One-on-One Interview Content

To further elucidate issues related to diet adherence, participants and their support persons were asked about their attitude toward and experience with healthy food and diets before the study to assess their knowledge and skill and how that may have impacted dietary adherence. In addition, they were also asked about previous knowledge they had of the study diets and whether that had any impact on their motivation to adhere to the diet.

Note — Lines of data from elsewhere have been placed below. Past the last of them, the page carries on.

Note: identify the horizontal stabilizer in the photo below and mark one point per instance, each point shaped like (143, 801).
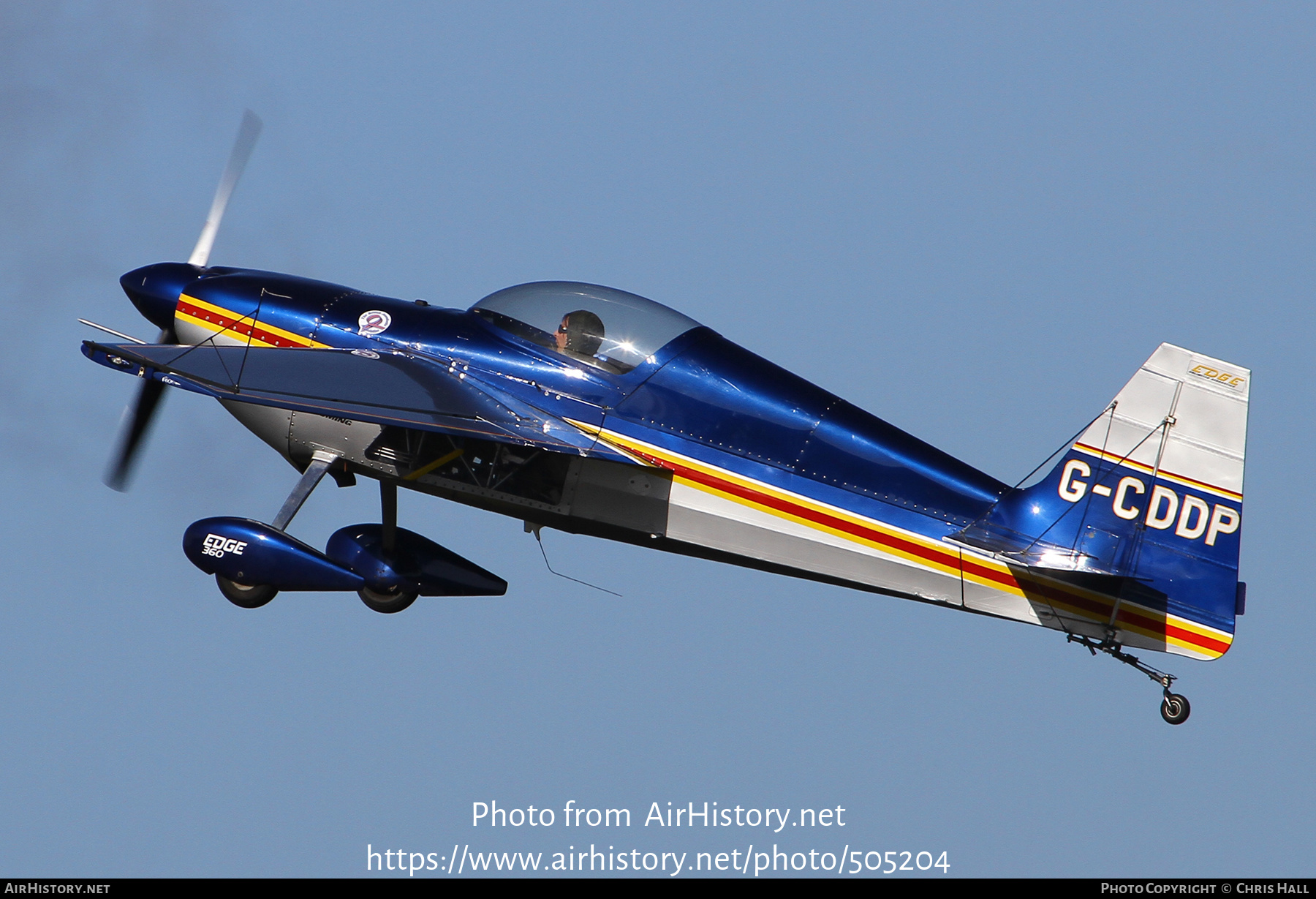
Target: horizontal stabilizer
(1145, 507)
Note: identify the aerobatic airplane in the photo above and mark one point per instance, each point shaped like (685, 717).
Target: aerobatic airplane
(597, 411)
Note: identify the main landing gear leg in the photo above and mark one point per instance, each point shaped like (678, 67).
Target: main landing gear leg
(1174, 707)
(398, 598)
(257, 595)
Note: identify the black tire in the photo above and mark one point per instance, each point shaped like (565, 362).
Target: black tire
(1174, 708)
(386, 603)
(243, 595)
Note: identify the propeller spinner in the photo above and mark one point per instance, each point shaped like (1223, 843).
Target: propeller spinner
(154, 291)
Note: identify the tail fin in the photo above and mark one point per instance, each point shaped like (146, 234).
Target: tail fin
(1151, 498)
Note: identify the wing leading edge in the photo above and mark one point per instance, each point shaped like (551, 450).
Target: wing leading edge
(388, 387)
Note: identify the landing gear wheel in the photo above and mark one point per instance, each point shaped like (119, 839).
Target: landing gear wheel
(1174, 708)
(243, 595)
(387, 603)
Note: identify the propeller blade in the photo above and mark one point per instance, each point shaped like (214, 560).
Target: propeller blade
(243, 146)
(136, 426)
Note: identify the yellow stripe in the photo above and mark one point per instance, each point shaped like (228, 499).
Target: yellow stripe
(1146, 469)
(245, 320)
(619, 441)
(442, 459)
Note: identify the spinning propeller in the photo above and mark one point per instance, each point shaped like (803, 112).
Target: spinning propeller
(138, 416)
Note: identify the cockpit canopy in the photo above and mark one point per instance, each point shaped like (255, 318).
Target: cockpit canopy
(607, 328)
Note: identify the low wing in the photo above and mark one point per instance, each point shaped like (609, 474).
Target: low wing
(387, 387)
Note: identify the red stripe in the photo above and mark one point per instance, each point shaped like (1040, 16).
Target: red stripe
(1098, 607)
(232, 324)
(1138, 466)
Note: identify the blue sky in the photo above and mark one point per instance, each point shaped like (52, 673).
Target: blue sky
(973, 220)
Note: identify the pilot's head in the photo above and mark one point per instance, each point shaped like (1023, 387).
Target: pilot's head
(581, 332)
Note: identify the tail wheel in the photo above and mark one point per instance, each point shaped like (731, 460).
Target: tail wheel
(387, 603)
(245, 595)
(1174, 708)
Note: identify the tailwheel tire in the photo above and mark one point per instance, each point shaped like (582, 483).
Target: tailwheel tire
(387, 603)
(245, 595)
(1174, 708)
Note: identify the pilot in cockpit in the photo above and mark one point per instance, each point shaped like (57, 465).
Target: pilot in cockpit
(581, 334)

Questions regarding their feelings about their (loved one’s) illness before the study and what they expected their (loved one’s) health status to be after another year of MS without the study provided insight into the feelings of each participant and their support person before the dietary intervention. Asking these same questions regarding their feelings after the study concluded provided evidence of the perceived effect of the dietary intervention and the impact that it had on their motivation to adhere to the study diets. The participants were also asked to rate their sense of hope on a scale from 1 (no hope for the future) to 10 (very hopeful for the future) before and after the dietary intervention for a quantitative evaluation. In addition, they were asked to rate their dietary adherence on a scale from 1 (minimally following diet goals) to 10 (meeting all the study diet goals each day) and discuss any challenges they may have faced in meeting the study diet goals, as well as anything that helped them succeed in meeting the goals. Finally, participants in both studies were asked how their respective study could be improved and if there was anything specific that the study team could do or provide that would make it easier to meet the study diet goals each day.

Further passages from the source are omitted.